Avec ses lignes modernes, le dernier arrivé de couleur noire contraste dans le garage avec la quinzaine d’anciennes Chevrolet aux couleurs vives, dont une Bel Air 1955 et une camionnette de 1938, qui rutilent comme si elles venaient de sortir de l’usine.
Les berlines classiques américaines, utilisées le plus souvent comme taxi collectif ou pour transporter des touristes, ainsi que les Lada et Moskvitch datant de l’époque soviétique, offrent sur l’île un paysage automobile rétro totalement unique au monde.
Mais depuis un an et demi, les Cubains voient circuler, en particulier dans les rues de La Havane, de modernes VUS, 4x4 et camionnettes de marques japonaises, sud-coréennes, chinoises ou américaines, alors même que le pays est confronté à sa pire crise économique depuis 30 ans, avec des coupures d’électricité et des pénuries en tout genre.
Un signe supplémentaire d’inégalités croissantes. Sur l’île communiste de moins de 10 millions d’habitants, le salaire moyen plafonne à 5000 pesos (42 $), la majorité de la population pâtit du manque de transport en commun, les véhicules particuliers les plus visibles sont des scooters électriques et il est commun de voir les habitants faire du stop pour aller travailler.
« Pas compatibles »
L’apparition de ces voitures modernes, qui attirent l’attention au milieu d’un parc automobile réduit et en mauvais état – 600 000 véhicules dans tout le pays, selon des chiffres officiels – remonte à 2023 lorsque le gouvernement a assoupli l’importation de véhicules en dollars pour les entreprises privées, autorisées deux ans auparavant.
Selon le Conseil économique et commercial Cuba-États-Unis, une chambre de commerce basée à New York, l’importation de voitures depuis les États-Unis a ainsi représenté 35 millions $ américains au premier semestre de 2024, soit trois fois plus que sur l’ensemble de 2023.
Ce chiffre pourrait encore augmenter à partir de la fin octobre, date à laquelle le gouvernement prévoit de faire approuver une loi qui facilitera l’importation de véhicules pour les particuliers, jusque-là soumis à des taxes et droits de douane exorbitants.
Comme l’a expliqué récemment à la télévision le ministre des Transports, Eduardo Rodriguez, un Cubain souhaitant importer une voiture à 10 000 $ doit actuellement débourser 50 000 $ taxes comprises. La nouvelle loi lui permettrait de réduire ce coût à 15 900 $.

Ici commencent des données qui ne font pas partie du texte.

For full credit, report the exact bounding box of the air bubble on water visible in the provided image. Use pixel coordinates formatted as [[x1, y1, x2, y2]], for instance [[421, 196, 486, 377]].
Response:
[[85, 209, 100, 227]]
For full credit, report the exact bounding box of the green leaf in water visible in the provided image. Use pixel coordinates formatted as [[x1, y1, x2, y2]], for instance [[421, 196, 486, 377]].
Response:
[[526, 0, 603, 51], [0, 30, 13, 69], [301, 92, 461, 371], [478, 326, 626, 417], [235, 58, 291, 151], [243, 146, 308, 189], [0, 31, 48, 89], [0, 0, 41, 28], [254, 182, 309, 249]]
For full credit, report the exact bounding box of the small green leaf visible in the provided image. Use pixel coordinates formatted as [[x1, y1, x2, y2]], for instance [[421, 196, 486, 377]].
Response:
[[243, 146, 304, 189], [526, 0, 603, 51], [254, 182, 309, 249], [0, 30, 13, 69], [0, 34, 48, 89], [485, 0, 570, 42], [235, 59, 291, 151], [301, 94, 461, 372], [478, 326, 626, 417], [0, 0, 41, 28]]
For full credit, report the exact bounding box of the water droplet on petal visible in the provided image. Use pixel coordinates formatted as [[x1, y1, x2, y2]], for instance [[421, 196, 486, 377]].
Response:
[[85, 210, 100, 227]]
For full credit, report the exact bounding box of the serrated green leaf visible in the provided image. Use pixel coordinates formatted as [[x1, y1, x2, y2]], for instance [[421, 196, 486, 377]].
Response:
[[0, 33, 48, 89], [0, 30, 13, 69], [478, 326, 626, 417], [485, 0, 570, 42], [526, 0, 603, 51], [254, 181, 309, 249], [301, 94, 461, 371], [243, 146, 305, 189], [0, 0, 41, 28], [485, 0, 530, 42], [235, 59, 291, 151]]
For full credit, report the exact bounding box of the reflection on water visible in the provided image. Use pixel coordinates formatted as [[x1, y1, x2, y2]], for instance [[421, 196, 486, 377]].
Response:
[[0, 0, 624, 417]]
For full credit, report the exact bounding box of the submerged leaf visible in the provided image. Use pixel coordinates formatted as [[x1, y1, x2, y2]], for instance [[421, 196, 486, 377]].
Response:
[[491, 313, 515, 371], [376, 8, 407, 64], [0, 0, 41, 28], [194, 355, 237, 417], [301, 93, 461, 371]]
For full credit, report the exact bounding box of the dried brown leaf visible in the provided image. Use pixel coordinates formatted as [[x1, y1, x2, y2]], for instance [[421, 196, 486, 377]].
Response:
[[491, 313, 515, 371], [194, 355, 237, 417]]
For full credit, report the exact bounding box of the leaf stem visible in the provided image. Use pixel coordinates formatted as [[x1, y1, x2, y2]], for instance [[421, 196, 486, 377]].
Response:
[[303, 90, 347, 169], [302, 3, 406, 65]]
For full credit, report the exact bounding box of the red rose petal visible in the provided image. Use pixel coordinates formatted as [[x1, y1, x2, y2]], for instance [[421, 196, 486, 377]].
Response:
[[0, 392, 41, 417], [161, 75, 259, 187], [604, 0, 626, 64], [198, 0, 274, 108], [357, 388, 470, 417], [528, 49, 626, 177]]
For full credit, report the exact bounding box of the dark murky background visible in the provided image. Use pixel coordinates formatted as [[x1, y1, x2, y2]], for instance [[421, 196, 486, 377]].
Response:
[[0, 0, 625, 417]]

Mais même comme ça, il faudrait 31 ans à un Cubain gagnant le salaire moyen pour s’acheter un tel véhicule.
« Dans notre pays, aucun médecin ou diplômé ne peut rêver ou prétendre, avec le salaire qu’il reçoit, avoir une voiture, pas même une moto, pourtant moins chère », explique à l’AFP William Flores, anesthésiste de 25 ans, qui attend le bus près d’un hôpital de La Havane après sa garde de nuit.
« Je voudrais bien » m’acheter une voiture, « mais il est peu probable que cela m’arrive. Il faut être optimiste, mais c’est beaucoup d’argent », explique Cesar Milera, 48 ans, employé comme chauffeur.
Plusieurs propriétaires de voitures haut de gamme ont refusé de répondre aux questions de l’AFP.
Selon le gouvernement, la nouvelle loi d’octobre doit aussi permettre de réguler la quantité et les modèles de voitures importées sur l’île.
En juillet, le premier ministre Manuel Marrero a fustigé que « certaines des voitures qui entrent » à Cuba « ne sont pas compatibles avec notre société ».